Полицейские долго пытались найти томограф и обратились за помощью в ФБР. У нас его тоже не было, но я вспомнила, что в Смитсоновском он есть – его используют для сканирования мумий и артефактов. Если они не против пропускать через томограф труп тысячелетней давности, то, наверное, и свежий их не смутит. КРИС, один из наших антропологов, обладал полезными контактами в Смитсоновском, и после нескольких звонков обо всем было договорено.
Мы с Уэйдом уже планировали поездку в округ Колумбия и оживленно обсуждали, как это будет здорово. Прежде я один раз успела побывать в Смитсоновском с черепом предполагаемого Усамы и видела служебные помещения, не предназначенные для широкой публики, но, конечно, не присутствовала ни при чем подобном. Это был уникальный опыт, и он открывал для нас массу возможностей в будущем.
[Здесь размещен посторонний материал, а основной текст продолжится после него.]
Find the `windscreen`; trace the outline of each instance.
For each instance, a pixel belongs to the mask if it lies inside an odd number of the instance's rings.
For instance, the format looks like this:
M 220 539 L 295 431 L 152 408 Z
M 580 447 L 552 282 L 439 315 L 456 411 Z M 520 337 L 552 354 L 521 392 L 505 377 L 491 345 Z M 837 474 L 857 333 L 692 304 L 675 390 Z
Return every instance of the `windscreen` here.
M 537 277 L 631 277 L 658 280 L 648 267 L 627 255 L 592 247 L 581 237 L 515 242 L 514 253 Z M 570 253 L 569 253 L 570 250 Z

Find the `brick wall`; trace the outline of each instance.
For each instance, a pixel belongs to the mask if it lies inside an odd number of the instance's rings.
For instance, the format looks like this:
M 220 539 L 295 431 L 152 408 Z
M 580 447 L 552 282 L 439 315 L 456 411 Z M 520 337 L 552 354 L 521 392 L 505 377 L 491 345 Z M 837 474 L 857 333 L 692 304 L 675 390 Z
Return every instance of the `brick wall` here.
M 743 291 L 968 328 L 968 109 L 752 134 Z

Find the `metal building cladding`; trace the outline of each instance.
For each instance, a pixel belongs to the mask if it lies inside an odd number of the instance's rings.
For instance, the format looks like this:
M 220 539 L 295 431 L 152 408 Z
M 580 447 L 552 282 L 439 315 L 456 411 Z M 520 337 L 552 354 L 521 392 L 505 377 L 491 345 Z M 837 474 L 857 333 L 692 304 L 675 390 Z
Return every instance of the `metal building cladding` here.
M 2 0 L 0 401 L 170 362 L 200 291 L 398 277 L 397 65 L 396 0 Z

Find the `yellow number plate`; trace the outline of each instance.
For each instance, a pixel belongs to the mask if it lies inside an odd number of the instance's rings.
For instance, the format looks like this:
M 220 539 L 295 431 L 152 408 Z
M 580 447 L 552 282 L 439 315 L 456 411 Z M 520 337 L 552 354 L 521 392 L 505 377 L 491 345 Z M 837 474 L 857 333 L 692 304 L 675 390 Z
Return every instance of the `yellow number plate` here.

И тут, конечно, в двери вошел Гарри.
– Что вы делаете?
– Собираем аппаратуру, чтобы ехать в Смитсоновский.
– Это еще зачем?
– На компьютерную томографию. Обгорелое тело в мусорном баке, помнишь?
– Почему никто мне об этом не сообщил?
Мы с Уэйдом переглянулись. Опять начинается!
– Гарри, ты сам меня назначил на эту работу. Я ставила тебя в копию всех мейлов, которыми мы обменивались, пока договаривались о встрече. Мы с Уэйдом едем на машине, Крис встретит нас там. Все уже условлено.
– У меня нет времени читать ваши мейлы. Я ничего об этом не знаю!
Знал бы, читай ты переписку! Вслух я этого сказать не могла, но понимала, что Уэйд подумал то же самое.
– Кто еще, ты сказала, едет с вами?
– Крис.
– Почему Крис мне не позвонил?
– Не знаю, – ответила я осторожно. – Лучше спросить его. Возможно, потому что более надежно послать мейл и поставить нас в копию, чем перезваниваться со всеми по отдельности.
– Ты что, не видишь, в чем проблема? Никто мне ничего не говорит, а я, между прочим, начальник отдела!
Гарри распалялся: он начал ходить из стороны в сторону, заговорил громче и явно собирался выплеснуть на меня свой гнев.
– И зачем вообще вам понадобился Крис?
Ошеломленная, я ответила:
– Потому что так надо. Консультация с антропологом – часть нашей работы.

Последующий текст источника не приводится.